For asymmetric one-dimensional simple random walk, that is $$P(X_n = X_{n-1} + 1) = p = 1 - P(X_n = X_{n-1} - 1)$$ for some $p \ne 1/2$, provide an asymptotic upper bound for $\sum_{n=N}^{\infty}p_{ii}^{(n)}.$ We need to find an explicit expression $\alpha_N$ with the property $\lim_{N \to \infty} \alpha_{N} = 0$, such that $\sum_{n=N}^{\infty} p_{ii}^{(n)} \le \alpha_{N}$ for all large enough N.
Attempt:
Since this random walk is different at $p = \frac{1}{2}$, we know that $E(X_n|p= \frac{1}{2}) = 0$. If $p \ne \frac{1}{2}$ then since $X_n$ is Bernoulli random variable, $E(X_n) = np,$ hence $Var(X_n) = np(1-p).$ Therefore we apply the central limit theorem, the distribution of $X_n$ will be tend to the normal distribution. I suspect that if we simplify $\sum_{n=N}^{\infty} p_{ii}^{(n)}$ as convergent series, then we should be able to define $\alpha_{n}.$ Since in this random walk we move either 1 unit to the right or left, $p_{ii} = 0$, not sure how to determine $p_{ii}^{(n)}$.
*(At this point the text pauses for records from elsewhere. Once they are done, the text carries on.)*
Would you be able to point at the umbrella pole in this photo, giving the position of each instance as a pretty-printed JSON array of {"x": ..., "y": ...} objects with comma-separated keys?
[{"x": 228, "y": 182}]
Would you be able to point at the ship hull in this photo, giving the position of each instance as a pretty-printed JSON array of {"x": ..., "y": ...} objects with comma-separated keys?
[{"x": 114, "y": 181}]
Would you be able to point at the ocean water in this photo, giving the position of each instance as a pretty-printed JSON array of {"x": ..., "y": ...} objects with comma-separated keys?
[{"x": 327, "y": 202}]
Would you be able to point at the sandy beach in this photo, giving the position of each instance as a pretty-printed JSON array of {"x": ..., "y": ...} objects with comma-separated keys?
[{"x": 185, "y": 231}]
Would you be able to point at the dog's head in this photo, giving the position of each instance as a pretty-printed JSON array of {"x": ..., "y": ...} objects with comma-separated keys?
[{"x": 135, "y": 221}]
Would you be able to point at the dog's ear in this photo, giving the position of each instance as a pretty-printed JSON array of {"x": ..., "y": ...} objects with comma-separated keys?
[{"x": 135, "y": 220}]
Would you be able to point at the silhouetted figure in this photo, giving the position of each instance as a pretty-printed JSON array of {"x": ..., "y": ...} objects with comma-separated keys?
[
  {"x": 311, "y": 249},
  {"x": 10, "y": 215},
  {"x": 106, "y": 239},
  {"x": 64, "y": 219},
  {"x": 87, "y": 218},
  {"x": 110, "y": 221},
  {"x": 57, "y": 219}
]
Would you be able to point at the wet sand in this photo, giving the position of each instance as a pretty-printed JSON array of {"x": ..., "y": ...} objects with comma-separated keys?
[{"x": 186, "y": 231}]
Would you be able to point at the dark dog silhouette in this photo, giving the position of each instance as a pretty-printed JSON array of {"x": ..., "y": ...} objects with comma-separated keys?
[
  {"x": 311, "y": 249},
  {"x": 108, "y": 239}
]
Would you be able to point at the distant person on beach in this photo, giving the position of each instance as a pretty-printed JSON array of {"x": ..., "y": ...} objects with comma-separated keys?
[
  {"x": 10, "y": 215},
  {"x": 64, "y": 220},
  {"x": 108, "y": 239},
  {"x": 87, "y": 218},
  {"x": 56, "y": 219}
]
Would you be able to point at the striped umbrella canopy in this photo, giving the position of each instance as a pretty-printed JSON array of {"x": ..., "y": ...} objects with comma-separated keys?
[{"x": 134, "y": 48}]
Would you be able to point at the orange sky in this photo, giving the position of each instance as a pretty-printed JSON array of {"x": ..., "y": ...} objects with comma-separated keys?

$$\sum_{n=2N}^{\infty}p_{ii}^{(n)} = \sum_{n=N}^\infty {2n \choose n} p^n (1-p)^n$$
Via the Stirling formula: $${2n \choose n}\sim \frac{2^{2n}}{\sqrt{\pi n}}$$ so $${2n \choose n} p^n (1-p)^n \sim \frac{(4p(1-p))^{n}}{\sqrt{\pi n}}$$ As $p\neq \frac 12$, $0\le 4p(1-p)<1$ and the series
$$\sum {2n \choose n} p^n (1-p)^n$$ and $$\sum\frac{(4p(1-p))^{n}}{\sqrt{\pi n}}$$ are both convergent, and their rest are equivalent. So you can choose $$ \alpha_N = 2\sum_{[N/2]}^\infty\frac{(4p(1-p))^{n}}{\sqrt{\pi n}}\to0 $$ (the 2 is here to ensure you have the inequality for $N$ large enough).